The Figma application's Entitlements tab, showing the Linked entitlements button with the tooltip enabled.
2
In the Linked entitlements drawer, click the Setup tab.
3
For each IdP entitlement ConductorOne has identified as linked to the app, choose an action:
  • Create virtual role: Set up a new role in the app that will be linked to the IdP entitlement. This role will only exist in ConductorOne, and will function as an alias for the IdP entitlement. Your colleagues can request and review the role, which will appear as part of the app, but they will in actuality be requesting or reviewing the IdP entitlement.
  • Provision access for: Link the IdP entitlement to an existing entitlement in the app. When your colleagues request or review the app entitlement, they will also be requesting or reviewing the IdP entitlement.
  • Skip: Do nothing.
4
When you’ve made all of your selections, click Save.
The results of your choices are shown on the Bindings tab.

Add a manual binding

Linked entitlements automatically create entitlement bindings. You can also manually set up a binding between any two entitlements, so that granting access to one entitlement also grants access to the other. To add a manual binding:
1
Navigate to an entitlement’s details page (for clarity we’ll call this the “active entitlement” in these instructions) and click Bindings.
2
Click Add manual binding.
3
Select whether the binding is Incoming (the active entitlement is granted by another entitlement) or Outgoing (the active entitlement grants another entitlement).Select the application that contains the entitlement you’re binding the active entitlement to.
4
Select the specific entitlement that you’re binding the active entitlement to.
5
Click Add binding.
Your new manual binding is added to the list of bindings for the active entitlement. If you’ve created an outgoing binding, the details of the additional access grants that are bound to access to the active entitlement are shown in the Inherited entitlements area.

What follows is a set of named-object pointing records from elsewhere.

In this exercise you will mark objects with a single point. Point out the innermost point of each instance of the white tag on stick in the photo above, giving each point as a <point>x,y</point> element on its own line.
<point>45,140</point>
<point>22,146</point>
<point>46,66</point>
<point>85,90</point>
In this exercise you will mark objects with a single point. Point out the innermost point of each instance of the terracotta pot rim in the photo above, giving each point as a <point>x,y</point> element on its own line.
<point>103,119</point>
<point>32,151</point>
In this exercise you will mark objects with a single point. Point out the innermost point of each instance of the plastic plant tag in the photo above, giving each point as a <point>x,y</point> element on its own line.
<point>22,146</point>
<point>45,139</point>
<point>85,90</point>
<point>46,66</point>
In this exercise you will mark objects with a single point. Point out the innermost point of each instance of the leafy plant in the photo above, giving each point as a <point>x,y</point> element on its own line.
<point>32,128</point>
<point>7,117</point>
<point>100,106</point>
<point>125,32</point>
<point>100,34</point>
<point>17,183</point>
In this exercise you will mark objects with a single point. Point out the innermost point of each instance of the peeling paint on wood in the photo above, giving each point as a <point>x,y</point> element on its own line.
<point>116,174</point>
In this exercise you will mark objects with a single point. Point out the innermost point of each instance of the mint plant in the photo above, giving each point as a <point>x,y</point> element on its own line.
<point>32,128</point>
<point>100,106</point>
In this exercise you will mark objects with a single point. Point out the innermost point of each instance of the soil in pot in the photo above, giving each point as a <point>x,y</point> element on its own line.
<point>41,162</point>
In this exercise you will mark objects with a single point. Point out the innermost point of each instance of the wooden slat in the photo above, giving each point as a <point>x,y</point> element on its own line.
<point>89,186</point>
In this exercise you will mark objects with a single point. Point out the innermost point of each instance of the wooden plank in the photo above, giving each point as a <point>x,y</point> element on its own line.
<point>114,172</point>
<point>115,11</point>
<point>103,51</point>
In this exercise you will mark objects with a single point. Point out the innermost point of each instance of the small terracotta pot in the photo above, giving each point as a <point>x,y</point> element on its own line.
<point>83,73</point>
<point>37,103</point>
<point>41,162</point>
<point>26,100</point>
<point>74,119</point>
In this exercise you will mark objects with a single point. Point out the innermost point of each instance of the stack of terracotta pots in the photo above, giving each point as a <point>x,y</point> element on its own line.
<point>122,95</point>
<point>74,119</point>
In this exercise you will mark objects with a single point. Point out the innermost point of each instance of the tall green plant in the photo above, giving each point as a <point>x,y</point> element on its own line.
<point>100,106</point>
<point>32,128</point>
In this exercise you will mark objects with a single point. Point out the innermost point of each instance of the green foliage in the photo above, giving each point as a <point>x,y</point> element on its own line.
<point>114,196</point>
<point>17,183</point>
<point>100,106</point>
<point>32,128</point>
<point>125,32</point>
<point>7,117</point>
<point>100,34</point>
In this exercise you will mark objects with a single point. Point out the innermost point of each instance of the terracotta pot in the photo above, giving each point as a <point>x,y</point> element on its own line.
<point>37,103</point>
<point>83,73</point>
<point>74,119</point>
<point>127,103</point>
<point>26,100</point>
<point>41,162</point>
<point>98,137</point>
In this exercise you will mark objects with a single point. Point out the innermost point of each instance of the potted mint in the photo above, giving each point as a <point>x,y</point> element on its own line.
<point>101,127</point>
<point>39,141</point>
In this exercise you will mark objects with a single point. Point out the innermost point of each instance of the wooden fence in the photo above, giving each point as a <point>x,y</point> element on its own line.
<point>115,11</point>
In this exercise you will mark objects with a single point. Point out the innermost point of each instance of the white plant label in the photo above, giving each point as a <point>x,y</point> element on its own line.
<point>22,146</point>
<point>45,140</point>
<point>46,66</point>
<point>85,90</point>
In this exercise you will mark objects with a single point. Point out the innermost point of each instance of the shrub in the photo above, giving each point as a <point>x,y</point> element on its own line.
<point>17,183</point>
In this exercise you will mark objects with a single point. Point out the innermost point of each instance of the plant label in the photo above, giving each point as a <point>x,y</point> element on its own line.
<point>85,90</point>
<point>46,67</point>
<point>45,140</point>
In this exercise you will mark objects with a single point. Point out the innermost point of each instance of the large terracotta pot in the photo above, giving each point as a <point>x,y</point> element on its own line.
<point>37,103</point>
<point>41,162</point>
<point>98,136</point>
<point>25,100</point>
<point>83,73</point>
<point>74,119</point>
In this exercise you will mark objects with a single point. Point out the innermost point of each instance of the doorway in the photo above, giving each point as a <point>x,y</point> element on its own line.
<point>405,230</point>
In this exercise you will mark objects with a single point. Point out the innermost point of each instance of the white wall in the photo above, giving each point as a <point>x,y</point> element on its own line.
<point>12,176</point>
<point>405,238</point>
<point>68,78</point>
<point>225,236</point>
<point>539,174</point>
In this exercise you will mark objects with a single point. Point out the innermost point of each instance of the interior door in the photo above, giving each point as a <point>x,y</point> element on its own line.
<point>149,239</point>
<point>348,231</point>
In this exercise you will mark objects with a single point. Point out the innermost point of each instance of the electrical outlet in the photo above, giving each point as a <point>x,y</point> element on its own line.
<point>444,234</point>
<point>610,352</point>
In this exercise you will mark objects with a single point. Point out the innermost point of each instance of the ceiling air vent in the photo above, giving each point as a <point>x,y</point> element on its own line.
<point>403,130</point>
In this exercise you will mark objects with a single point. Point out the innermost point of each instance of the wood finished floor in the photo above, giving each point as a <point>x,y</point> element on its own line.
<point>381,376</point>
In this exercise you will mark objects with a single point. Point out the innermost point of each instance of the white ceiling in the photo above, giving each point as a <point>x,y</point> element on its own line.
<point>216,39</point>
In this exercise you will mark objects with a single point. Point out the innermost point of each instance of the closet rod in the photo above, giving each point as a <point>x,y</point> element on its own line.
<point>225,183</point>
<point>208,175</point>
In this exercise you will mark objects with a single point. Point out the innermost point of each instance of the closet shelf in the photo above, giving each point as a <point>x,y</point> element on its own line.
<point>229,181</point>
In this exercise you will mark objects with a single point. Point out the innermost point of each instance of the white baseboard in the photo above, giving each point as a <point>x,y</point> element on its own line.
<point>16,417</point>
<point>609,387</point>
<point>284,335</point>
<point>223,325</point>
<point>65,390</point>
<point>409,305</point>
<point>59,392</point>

Create a virtual entitlement

Virtual entitlements are ideal when you need to create a custom target entitlement that is easy for users to understand. A virtual entitlement exists only in ConductorOne (it does not get written back to the source application). You can bind it to other entitlements, using the virtual entitlement as a proxy, then include the virtual entitlement in access profiles and access review campaigns. To create a virtual entitlement:
1
Navigate to an app’s Entitlements tab and click Create virtual entitlement.
2
Select the relevant resource type (the app’s available resource types are shown).
3
Give the new resource a name and description.
4
If needed, edit the default entitlement.
5
Optional. If ConductorOne has identified any entitlements in your IdP that are linked to this app, you have the option to select one to be linked to the custom app.
6
Optional. Select the owner (or multiple owners) of the new resource.
7
Click Create.
The new virtual entitlement is created and added to the list of entitlements. If you did not link the virtual entitlement to an IdP entitlement during setup, follow the instructions above to create a manual binding to another entitlement.